The conformations of CDR loops in the hSC structure do not appear to be heavily influenced by crystal packing because the D1 CDRs are similar in conformation to CDRs in the isolated D1 crystal structure (Hamburger et al., 2004) (~0.5–1.0 Å rmsd after aligning D1 Cα atoms) and, crystal contacts involving the CDR1 loops in domains D1–D4 are limited to a single side chain interaction. Several side chains of the D5 CDR1 contact a symmetry-related molecule in the crystal; however, these contacts are unlikely to alter the overall D5 CDR1 conformation because the main chain adopts the same conformation as the D2-D4 CDR1 loops.
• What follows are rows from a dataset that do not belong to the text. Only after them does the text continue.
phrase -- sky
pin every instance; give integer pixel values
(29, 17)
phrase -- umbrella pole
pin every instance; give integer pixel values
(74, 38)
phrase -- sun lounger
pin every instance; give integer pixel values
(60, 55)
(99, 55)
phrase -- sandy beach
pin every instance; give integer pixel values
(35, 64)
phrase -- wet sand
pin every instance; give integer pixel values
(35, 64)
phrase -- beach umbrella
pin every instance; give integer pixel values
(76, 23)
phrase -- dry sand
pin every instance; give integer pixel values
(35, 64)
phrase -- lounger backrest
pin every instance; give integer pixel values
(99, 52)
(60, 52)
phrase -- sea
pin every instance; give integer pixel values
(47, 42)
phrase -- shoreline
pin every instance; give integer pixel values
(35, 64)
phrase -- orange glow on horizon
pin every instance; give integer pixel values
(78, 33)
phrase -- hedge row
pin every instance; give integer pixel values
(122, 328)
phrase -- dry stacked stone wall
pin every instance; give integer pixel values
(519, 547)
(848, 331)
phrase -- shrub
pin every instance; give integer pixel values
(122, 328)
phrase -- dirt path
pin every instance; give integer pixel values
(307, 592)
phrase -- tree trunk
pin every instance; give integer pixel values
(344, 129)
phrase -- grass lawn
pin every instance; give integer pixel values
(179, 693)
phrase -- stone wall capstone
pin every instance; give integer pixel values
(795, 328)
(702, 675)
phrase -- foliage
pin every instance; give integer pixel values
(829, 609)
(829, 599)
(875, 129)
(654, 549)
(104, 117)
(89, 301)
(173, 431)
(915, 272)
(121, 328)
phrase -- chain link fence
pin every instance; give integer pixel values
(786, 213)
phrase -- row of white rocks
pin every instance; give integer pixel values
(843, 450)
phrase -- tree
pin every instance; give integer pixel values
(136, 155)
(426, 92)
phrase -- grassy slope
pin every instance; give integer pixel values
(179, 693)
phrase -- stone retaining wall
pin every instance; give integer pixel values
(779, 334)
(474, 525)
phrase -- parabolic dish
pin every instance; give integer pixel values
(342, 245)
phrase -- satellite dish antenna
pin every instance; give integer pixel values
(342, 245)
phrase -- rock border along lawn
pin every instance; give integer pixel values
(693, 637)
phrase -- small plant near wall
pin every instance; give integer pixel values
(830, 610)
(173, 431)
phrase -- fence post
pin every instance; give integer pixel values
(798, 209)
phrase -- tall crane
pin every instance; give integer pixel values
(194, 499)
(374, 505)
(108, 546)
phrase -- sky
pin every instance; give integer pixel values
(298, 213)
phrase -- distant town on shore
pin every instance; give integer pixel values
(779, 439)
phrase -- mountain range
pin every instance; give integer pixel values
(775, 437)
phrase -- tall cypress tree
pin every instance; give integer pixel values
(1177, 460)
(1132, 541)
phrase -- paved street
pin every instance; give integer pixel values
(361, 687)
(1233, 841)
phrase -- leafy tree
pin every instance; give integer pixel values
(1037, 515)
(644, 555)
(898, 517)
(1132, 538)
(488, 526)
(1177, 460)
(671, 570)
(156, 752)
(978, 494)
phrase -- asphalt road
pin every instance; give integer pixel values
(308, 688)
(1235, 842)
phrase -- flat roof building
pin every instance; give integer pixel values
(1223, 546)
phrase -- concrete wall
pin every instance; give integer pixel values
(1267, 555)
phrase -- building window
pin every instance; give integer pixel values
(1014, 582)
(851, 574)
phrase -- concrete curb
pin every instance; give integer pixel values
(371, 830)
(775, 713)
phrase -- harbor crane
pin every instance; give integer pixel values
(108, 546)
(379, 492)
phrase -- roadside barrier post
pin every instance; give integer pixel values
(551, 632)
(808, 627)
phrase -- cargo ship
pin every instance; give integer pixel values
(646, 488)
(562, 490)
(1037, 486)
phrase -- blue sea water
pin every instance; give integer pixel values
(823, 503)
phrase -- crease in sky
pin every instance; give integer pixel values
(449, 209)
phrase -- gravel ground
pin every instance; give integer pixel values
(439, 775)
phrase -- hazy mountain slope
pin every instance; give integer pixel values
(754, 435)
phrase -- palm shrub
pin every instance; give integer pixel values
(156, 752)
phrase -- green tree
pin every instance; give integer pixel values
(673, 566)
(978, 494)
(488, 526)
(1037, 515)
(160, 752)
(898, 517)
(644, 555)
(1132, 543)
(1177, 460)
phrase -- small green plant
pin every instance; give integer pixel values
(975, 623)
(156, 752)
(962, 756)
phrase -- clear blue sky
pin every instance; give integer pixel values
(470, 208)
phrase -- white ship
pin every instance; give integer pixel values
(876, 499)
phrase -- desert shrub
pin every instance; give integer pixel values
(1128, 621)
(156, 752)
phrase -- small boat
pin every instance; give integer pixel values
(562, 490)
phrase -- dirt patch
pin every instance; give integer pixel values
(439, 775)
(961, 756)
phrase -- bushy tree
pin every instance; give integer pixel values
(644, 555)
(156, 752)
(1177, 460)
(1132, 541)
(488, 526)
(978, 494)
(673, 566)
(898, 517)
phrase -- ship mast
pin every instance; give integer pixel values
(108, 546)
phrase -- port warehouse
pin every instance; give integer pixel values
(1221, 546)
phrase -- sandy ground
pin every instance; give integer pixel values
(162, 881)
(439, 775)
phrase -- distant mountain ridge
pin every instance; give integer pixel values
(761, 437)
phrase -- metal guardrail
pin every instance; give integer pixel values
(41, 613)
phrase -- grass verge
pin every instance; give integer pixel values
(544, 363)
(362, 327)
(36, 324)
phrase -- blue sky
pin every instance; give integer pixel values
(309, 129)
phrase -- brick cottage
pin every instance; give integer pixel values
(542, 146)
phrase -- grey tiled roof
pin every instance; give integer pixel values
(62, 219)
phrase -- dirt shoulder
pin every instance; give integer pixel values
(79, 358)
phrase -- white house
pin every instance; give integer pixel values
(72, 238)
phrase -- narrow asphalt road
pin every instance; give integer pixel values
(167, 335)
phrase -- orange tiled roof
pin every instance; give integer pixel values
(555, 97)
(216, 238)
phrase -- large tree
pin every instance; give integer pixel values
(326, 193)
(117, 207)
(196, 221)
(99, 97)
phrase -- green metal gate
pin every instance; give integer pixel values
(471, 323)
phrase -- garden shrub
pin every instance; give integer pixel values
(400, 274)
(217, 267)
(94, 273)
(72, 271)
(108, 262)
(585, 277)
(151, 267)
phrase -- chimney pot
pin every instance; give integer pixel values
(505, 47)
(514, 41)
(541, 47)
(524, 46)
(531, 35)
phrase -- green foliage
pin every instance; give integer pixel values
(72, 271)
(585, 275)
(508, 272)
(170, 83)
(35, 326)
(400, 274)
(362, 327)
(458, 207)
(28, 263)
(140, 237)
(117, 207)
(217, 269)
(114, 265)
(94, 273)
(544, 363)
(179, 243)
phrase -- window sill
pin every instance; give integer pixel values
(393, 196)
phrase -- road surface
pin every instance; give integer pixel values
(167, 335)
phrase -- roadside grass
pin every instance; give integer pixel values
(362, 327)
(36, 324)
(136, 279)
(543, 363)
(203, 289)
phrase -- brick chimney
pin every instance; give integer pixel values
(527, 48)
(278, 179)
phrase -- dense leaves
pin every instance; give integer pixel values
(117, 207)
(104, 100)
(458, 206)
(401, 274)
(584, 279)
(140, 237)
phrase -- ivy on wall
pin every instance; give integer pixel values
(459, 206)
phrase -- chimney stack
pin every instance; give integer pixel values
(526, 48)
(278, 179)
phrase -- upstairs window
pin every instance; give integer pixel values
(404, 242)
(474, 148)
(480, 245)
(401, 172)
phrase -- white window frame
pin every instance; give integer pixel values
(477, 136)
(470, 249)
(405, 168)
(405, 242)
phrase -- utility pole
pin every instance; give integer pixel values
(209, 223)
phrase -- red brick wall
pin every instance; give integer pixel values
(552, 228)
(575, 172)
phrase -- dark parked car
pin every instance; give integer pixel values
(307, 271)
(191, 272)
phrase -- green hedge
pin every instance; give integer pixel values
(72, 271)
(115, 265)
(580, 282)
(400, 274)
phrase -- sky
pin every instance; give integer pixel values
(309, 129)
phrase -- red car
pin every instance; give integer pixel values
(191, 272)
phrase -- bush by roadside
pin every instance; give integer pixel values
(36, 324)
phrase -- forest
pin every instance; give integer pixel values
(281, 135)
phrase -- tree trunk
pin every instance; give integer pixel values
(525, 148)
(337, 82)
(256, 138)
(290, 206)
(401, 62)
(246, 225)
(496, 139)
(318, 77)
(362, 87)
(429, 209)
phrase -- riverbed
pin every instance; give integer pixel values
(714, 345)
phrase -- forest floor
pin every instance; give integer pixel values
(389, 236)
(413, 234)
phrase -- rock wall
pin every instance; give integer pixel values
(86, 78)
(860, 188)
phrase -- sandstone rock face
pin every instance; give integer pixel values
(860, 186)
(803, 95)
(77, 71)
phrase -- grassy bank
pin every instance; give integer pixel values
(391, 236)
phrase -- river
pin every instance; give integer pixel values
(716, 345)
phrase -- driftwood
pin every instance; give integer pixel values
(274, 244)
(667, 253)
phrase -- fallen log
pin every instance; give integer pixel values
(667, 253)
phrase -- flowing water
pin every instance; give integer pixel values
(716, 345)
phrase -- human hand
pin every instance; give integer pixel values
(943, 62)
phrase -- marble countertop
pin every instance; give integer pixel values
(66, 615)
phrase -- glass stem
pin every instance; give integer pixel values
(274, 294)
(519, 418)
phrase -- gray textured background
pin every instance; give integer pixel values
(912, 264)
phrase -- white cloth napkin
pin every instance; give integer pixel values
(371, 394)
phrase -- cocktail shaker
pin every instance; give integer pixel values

Crystal contacts with the D2 and D3 CDR2 loops involve extensive interactions that might influence the position of side chains. However, the overall conformations of the short, two-residue CDR2 loop in all SC domains appears more likely constrained by its flanking C’-C” strands than by crystal contacts, and the D2 and D3 CDR2 loops adopt the same conformation as the CDR2s in other domains, which are not influenced by crystal contacts.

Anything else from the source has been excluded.